I want that head so sanitary and squared-away that the Virgin Mary herself would be proud to go in and take a dump.

And there are plenty more where that came from. But I said/quoted all that for an epically awesome idea that all this gave me.

I want the superpower of being able to spew profanity indefinitely at will.

Not only does it have extreme shock value, an insta-win for most arguments, but it also has application to stopping crime in the traditional superpower sense. Imagine. The ability to turn on a stream of words so disgusting, so loathsome and depraved that it could stop any criminals in their tracks....


*a special red phone rings*

Me: Hey Chief, what's up?

Police Chief: **** Man, we need you. We got a Mexican standoff down at the bank. Robbery gone wrong, now they're holding twenty-one people hostages.

Me: I'll be there.

*a few minutes later, at the bank...*

Me, to the robbers: Excuse me, but I'd like to interject, if I may...

Robber #1: Wha-

Me: *Unprintable*

Robber #2: Did you hear what he-

Robber #3: How hurtful!

Robber #1: My mother does NOT-

Robber #3: C'mon guys, let's get out of here!
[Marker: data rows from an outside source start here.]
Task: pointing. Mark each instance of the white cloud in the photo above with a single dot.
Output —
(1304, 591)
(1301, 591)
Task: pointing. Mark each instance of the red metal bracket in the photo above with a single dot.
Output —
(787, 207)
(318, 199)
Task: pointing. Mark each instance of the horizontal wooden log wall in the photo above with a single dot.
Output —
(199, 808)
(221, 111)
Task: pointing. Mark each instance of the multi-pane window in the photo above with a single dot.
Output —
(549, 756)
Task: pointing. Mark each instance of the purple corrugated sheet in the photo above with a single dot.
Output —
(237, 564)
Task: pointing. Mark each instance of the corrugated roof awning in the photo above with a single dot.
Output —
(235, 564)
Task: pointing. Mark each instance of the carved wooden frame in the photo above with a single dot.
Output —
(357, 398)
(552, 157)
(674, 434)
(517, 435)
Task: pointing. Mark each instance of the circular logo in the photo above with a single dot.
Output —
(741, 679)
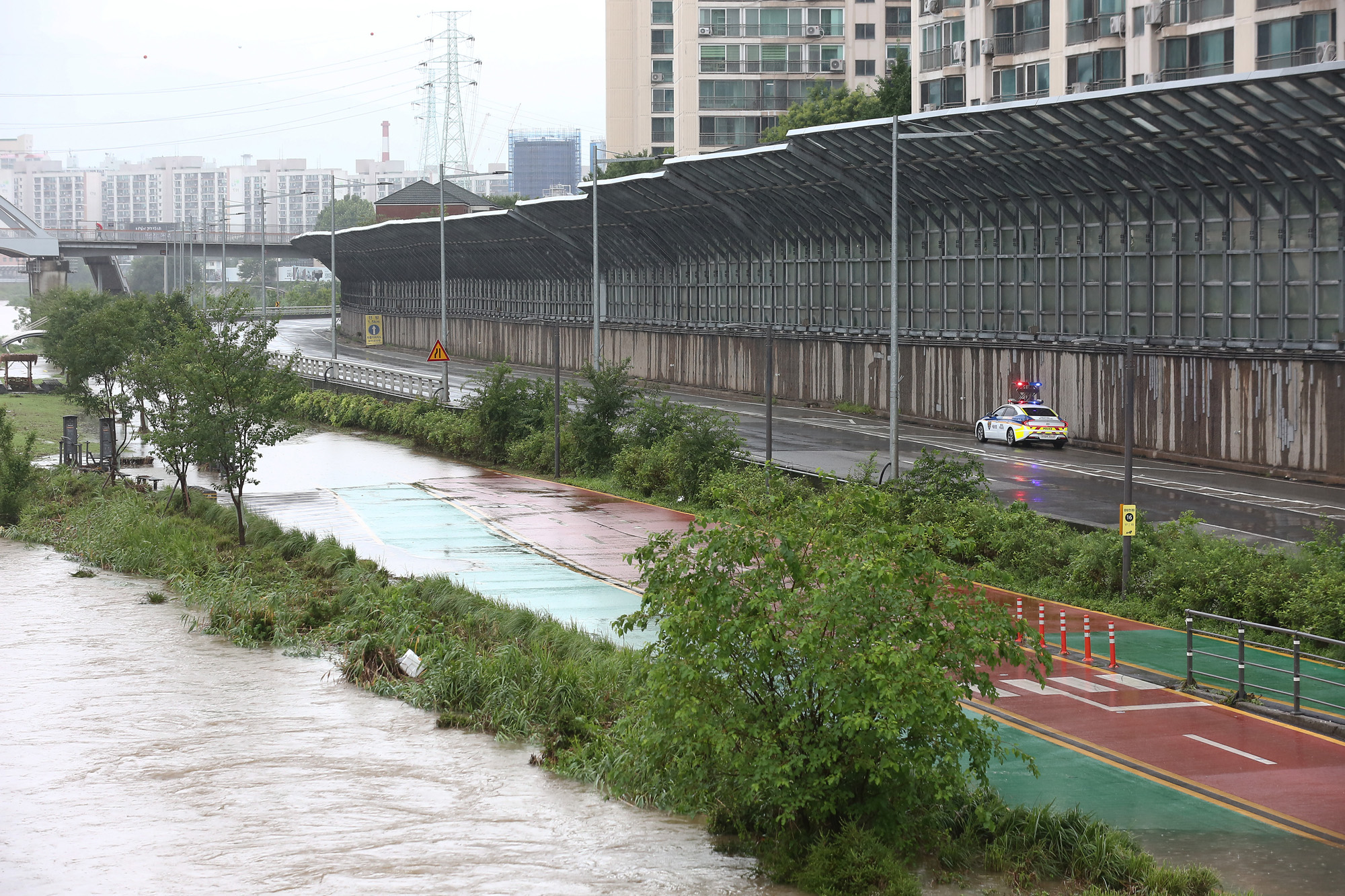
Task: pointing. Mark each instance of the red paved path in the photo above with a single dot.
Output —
(590, 529)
This guy is too hurtful!



Here is comedian Stephen Lynch's ideas for superheroes. With music!


Hey! Look Behind You! said...

I hate that this is a movie I should have seen a billion times by now, but nope, never seen it. I can't watch movies like these on basic cable because I know it will be edited. I'm going to add it to Netflix now!

soft nonsense said...

I couldn't even begin counting the number of movies that I've seen on TV and either known that it would be edited as heck or found it only after it had been playing for 15 minutes. Either way, I feel as if I would have been cheating myself out of a full movie experience, so I wouldn't watch it.